“I’m surely glad I’m going to have a companion,” he told her. “I won’t miss Ez—”
But just then remembrance came to him, cutting the word off short. The letter he carried in his pocket contained certain advice in regard to silence, and perhaps now was a good time to follow it. There was no need to tell the people of Snowy Gulch about Ezram and the claim. He remembered that he had been warned of the danger of claim jumpers.
For an instant his mind seemed to hover at the edge of a more elusive memory; but he could not quite seize upon it. He only knew that it concerned the matter in hand, and that it left him vaguely troubled.
“You were saying,” the girl prompted him.
“Nothing very important—except how glad I am you are going my way. The woods are certainly lonesome by yourself. I suppose you’ll be willing to make an early start.”
“The earlier the better. I’ve got a long way to go.”
They made their plans, and soon they parted to complete preparations for the journey. The girl went into her house: Ben took the rifle, and followed by the wolf, struck down the main street of the village.

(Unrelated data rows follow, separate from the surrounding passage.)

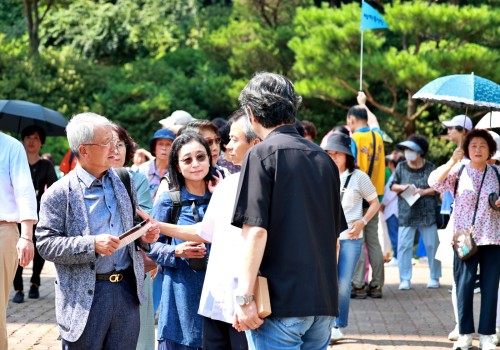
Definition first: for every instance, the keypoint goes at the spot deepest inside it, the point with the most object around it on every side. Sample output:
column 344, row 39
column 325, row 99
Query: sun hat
column 459, row 120
column 161, row 134
column 178, row 117
column 339, row 143
column 410, row 145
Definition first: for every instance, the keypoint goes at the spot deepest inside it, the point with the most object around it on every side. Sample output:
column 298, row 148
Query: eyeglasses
column 212, row 141
column 457, row 128
column 117, row 143
column 199, row 158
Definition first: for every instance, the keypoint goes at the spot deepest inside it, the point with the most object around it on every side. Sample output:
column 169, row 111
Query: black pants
column 221, row 335
column 38, row 263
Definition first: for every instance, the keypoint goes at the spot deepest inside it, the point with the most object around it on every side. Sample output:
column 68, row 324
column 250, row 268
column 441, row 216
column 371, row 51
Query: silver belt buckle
column 116, row 277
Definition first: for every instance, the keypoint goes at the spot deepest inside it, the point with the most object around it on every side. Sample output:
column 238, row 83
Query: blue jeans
column 405, row 250
column 292, row 333
column 350, row 249
column 464, row 273
column 114, row 318
column 392, row 227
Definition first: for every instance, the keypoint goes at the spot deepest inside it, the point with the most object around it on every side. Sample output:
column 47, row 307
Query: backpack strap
column 498, row 178
column 372, row 160
column 458, row 179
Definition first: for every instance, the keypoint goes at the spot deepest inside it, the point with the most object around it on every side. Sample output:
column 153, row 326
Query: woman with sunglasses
column 189, row 169
column 209, row 132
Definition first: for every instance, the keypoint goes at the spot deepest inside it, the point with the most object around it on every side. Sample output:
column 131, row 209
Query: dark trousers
column 38, row 263
column 464, row 273
column 114, row 319
column 221, row 335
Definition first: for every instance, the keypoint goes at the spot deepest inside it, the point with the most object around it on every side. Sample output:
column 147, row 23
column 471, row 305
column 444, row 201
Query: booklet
column 134, row 233
column 409, row 195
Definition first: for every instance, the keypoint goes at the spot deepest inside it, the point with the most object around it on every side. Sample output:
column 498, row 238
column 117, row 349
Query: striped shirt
column 360, row 187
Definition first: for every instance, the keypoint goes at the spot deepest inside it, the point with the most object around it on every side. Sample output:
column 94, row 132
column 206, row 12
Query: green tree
column 425, row 41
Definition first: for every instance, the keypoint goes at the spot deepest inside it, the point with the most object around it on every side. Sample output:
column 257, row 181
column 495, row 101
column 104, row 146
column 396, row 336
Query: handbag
column 463, row 240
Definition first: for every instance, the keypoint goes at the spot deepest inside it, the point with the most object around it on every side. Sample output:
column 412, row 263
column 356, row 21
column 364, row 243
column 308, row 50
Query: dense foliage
column 136, row 61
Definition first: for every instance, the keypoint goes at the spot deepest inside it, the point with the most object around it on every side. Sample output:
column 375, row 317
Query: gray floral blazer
column 63, row 237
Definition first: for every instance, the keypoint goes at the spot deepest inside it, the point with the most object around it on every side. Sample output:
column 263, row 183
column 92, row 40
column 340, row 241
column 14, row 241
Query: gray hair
column 250, row 135
column 272, row 99
column 80, row 129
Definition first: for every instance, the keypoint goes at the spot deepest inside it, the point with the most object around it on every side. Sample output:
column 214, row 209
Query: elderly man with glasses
column 98, row 286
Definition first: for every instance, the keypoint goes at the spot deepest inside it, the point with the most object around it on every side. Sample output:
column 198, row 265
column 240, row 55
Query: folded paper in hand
column 410, row 195
column 261, row 296
column 134, row 233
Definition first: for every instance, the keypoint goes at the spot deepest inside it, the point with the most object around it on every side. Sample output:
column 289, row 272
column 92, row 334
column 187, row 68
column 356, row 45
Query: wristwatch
column 244, row 299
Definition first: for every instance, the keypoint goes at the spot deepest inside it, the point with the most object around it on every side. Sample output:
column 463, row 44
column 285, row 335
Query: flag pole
column 361, row 64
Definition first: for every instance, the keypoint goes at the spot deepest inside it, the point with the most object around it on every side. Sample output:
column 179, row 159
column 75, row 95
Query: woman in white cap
column 421, row 214
column 355, row 186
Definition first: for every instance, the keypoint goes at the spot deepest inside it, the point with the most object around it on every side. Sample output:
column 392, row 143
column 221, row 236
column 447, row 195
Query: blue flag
column 370, row 18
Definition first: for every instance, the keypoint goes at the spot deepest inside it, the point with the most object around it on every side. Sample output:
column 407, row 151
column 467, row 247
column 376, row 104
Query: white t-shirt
column 217, row 296
column 360, row 187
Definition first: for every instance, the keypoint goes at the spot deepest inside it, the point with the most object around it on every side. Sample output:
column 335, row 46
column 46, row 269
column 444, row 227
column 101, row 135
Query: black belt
column 116, row 276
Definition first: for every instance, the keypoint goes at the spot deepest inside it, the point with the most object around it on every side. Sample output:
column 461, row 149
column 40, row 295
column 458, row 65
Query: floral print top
column 487, row 224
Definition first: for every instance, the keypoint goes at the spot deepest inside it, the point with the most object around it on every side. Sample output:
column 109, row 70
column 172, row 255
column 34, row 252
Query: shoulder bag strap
column 372, row 160
column 458, row 179
column 479, row 195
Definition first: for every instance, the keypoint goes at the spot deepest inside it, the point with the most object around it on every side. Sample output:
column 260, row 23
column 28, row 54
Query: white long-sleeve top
column 16, row 186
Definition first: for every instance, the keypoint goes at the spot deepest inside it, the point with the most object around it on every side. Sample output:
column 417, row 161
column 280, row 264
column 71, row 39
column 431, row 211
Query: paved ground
column 415, row 319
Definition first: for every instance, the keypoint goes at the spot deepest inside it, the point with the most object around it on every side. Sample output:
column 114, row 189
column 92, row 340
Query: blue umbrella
column 462, row 90
column 15, row 115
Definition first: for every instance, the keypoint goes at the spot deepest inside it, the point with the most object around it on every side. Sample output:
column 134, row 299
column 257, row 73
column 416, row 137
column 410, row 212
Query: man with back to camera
column 18, row 205
column 370, row 146
column 288, row 197
column 98, row 287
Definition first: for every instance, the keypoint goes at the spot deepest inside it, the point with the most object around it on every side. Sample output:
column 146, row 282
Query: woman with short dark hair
column 189, row 169
column 471, row 185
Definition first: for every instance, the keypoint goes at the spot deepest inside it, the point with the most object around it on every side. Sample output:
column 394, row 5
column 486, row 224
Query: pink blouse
column 487, row 224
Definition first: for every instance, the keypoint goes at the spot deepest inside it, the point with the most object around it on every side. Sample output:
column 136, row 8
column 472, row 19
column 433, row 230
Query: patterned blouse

It can be said for Ben that he aroused no little conjecture and interest in the minds of the townspeople, striding through the street with the savage woods creature following abjectly at his heels. Evidently Ben’s conquest was complete: the animal obeyed his every command as quickly as an intelligent dog. It was noticeable, however, that even the hardiest citizens kept an apprehensive eye on the wolf during the course of any conversation with Ben.
He bought supplies—flour and salt and a few other essentials—simple tools and utensils such as are carried by prospectors, blankets, shells for his rifle, and a few, simple, hard-wearing clothes. He went to bed dead tired, his funds materially reduced. But before dawn he was up, wholly refreshed; and after a hasty breakfast went to pack his horses for the trip.
Beatrice came stealing out of the shadows, more than ever suggestive of some timid creature of the forest, and the three of them saddled and packed the animals. As daylight broke they started out, down the shadowed street of the little town.
“The last we’ll see of civilization for a long, long time,” the girl reminded him.
The man thrilled deeply. “And I’m glad of it,” he answered. “Nothing ahead but the long trail!”
It was a long trail, that which they followed along Poor Man’s creek in the morning hours. The girl led, by right of having some previous acquaintance with the trail. The three pack horses walked in file between, heads low, tails whisking; and Ben, with Fenris at his horse’s hoofs, brought up the rear. Almost at once the spruce forest dropped over them, the silence and the gloom that Ben had known of old.
This was not like gliding in a boat down-river. The narrow, winding trail offered a chance for the most intimate study of the wilderness. From the river the woodsfolk were but an occasional glimpse, the stir of a thicket on the bank: here they were living, breathing realities,—vivid pictures perfectly framed by the frosty green of the spruce.